“On the general subject matter,” Rogers began, “I believe in the value of congressional investigations.... I think they have contributed a great deal to the success of our country, and I think that the executive branch of the Government has the responsibility to make the information available to congressional committees to the fullest extent that it is possible to do so.

“On the other hand,” Rogers went on, “I think that the history of the country has indicated that there are exceptions, and that those exceptions have been recognized by each administration throughout history. I do not think that there is any reason why there should be much general disagreement, and I think if we had a chance to discuss those things in detail that probably our views would be pretty much the same.”

Senator Kefauver asked Rogers about the use of “executive privilege” by officials of the so-called independent regulatory agencies.

“Well,” Rogers said, “I think that possibly there ought to be an even greater attempt made to give all the information to Congress possible, in those agencies.... I think you can make mistakes of judgment if you generalize too much on those things, and I think there has been a tendency to do that.

“I remember debating the subject with Russ Wiggins ... he and Mr. Clark Mollenhoff have been the leaders, and when you get down to it there is not too much in the way of fact. There has been a lot of general observation, but I would like to come up, if you do not mind, and discuss this at length with Senator Hennings’ subcommittee.”

I knew that Russ Wiggins was well informed on the specific instances of arbitrary withholding. I had tried to discuss a number of specific cases with Rogers but always found him unavailable. Additionally, Senator Hennings had found some difficulty in getting an agreement from Rogers to appear before his Judiciary subcommittee.

“I had not quite understood from your last letter,” Senator Hennings told the nominee, “that you were willing to appear before the Constitutional Rights Subcommittee.
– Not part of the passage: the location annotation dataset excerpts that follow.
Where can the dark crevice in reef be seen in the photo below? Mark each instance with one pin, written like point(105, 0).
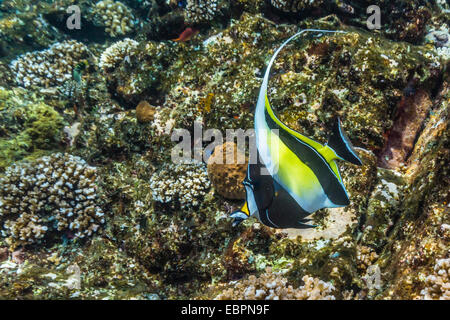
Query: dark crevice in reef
point(412, 112)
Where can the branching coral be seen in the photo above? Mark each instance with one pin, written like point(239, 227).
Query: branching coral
point(115, 16)
point(273, 286)
point(437, 284)
point(50, 67)
point(185, 182)
point(51, 194)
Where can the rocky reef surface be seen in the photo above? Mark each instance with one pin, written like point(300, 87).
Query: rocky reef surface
point(92, 206)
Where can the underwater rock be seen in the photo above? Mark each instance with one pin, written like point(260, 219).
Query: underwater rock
point(227, 177)
point(116, 17)
point(186, 183)
point(273, 286)
point(116, 53)
point(412, 111)
point(50, 67)
point(49, 195)
point(145, 112)
point(296, 5)
point(198, 11)
point(438, 284)
point(29, 126)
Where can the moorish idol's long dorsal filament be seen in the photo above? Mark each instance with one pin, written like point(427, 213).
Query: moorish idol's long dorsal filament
point(295, 175)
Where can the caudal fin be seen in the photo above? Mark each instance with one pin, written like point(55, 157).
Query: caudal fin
point(339, 142)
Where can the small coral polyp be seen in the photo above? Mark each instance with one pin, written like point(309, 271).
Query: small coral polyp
point(115, 16)
point(198, 11)
point(274, 286)
point(116, 53)
point(185, 182)
point(54, 193)
point(50, 67)
point(295, 5)
point(438, 284)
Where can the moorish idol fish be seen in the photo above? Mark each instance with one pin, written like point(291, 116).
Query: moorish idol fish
point(294, 175)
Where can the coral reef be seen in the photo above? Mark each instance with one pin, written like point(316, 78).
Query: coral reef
point(29, 126)
point(198, 11)
point(116, 17)
point(273, 286)
point(438, 284)
point(295, 5)
point(145, 112)
point(167, 234)
point(186, 183)
point(51, 194)
point(50, 67)
point(116, 53)
point(227, 168)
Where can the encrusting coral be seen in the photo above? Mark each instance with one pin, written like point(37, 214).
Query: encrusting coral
point(115, 16)
point(198, 11)
point(273, 286)
point(116, 53)
point(187, 182)
point(227, 177)
point(50, 194)
point(295, 5)
point(49, 67)
point(438, 284)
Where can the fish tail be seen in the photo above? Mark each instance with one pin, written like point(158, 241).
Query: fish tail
point(341, 145)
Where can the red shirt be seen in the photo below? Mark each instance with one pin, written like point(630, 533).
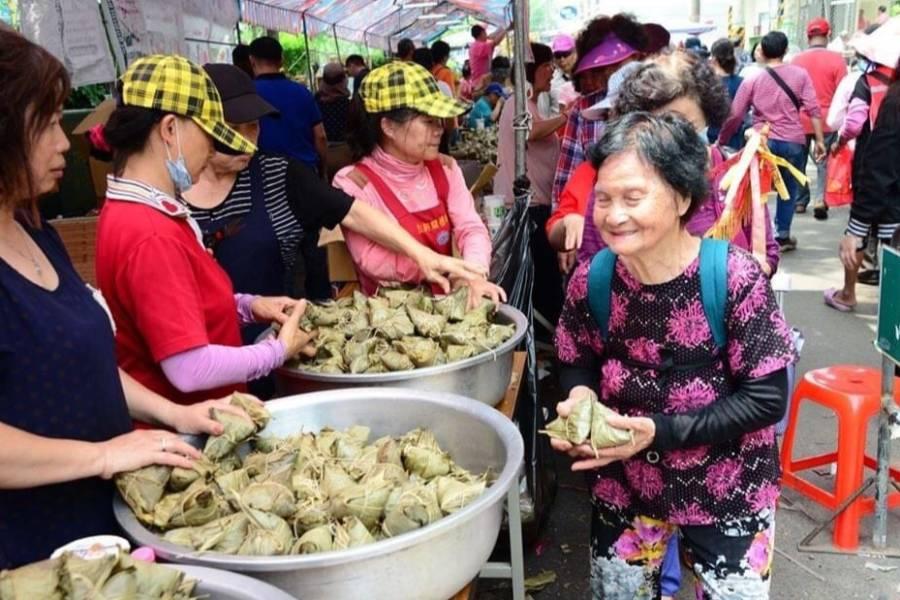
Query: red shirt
point(574, 198)
point(826, 69)
point(166, 293)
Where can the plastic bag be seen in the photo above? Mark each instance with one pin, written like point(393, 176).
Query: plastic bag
point(838, 184)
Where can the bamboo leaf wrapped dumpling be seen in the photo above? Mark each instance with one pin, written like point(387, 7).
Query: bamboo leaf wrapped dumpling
point(202, 469)
point(410, 507)
point(257, 412)
point(351, 533)
point(267, 535)
point(604, 435)
point(454, 305)
point(318, 539)
point(195, 506)
point(82, 578)
point(154, 580)
point(142, 489)
point(38, 580)
point(421, 351)
point(364, 501)
point(237, 430)
point(269, 496)
point(576, 428)
point(395, 361)
point(426, 462)
point(427, 324)
point(454, 494)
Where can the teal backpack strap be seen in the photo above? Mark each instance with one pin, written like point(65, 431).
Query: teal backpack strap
point(714, 286)
point(603, 265)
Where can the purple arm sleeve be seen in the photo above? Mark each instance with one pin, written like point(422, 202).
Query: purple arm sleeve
point(214, 366)
point(857, 115)
point(245, 313)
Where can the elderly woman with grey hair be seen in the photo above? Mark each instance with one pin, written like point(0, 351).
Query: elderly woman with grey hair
point(683, 338)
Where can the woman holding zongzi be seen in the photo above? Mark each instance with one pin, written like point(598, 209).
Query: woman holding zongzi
point(395, 130)
point(699, 394)
point(65, 408)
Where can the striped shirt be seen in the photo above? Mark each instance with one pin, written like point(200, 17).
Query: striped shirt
point(297, 200)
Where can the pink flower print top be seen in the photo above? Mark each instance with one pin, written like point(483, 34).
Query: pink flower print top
point(651, 324)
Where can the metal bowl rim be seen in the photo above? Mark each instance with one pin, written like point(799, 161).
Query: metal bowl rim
point(510, 312)
point(504, 427)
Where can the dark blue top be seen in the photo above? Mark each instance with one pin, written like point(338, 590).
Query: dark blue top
point(58, 379)
point(291, 132)
point(731, 83)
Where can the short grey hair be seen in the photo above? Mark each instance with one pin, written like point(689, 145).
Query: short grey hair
point(666, 142)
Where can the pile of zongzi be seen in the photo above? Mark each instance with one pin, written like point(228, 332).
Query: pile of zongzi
point(308, 493)
point(587, 424)
point(399, 330)
point(477, 144)
point(111, 577)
You did not say that you would not [appear], but I did not quite understand you to say that you would.”

Rogers’ nomination was confirmed by the Senate, and by the time he appeared before the Hennings subcommittee six weeks later he had become the leading spokesman for the ultimate in secrecy under the claim of “executive privilege.” Rogers claimed that the executive branch of the government could properly refuse to give Congress any document that included any advice, recommendation, or conclusion. Although the Constitution says nothing about such a right, Rogers contended that the executive branch did have an “inherent right” to refuse to give testimony or produce records. He further contended that no law of Congress could force production of such records.

This in essence was the position he presented to the Constitutional Rights Subcommittee on March 6, 1958. In addition, smiling, back-patting Bill Rogers now also claimed that the so-called independent regulatory agencies—the FCC, ICC, SEC, CAB, FTC, and FPC—could exercise “executive privilege.” Such a position at the nomination hearing might have created serious problems on his confirmation, for at that time the House Legislative Oversight Subcommittee was engaged in the probe of White House and political influence on the regulatory agencies recounted in the foregoing chapter.

At issue when Rogers testified on March 6 was the question of whether the Congress should amend the “Housekeeping Statute” (5 U.S.C. 22) by stating that this statute covering custody of records could not be used as a justification for withholding records from Congress or the public. Rogers opposed the amendment but said that if it passed, it still could not interfere with the broad right he claimed under “executive privilege.”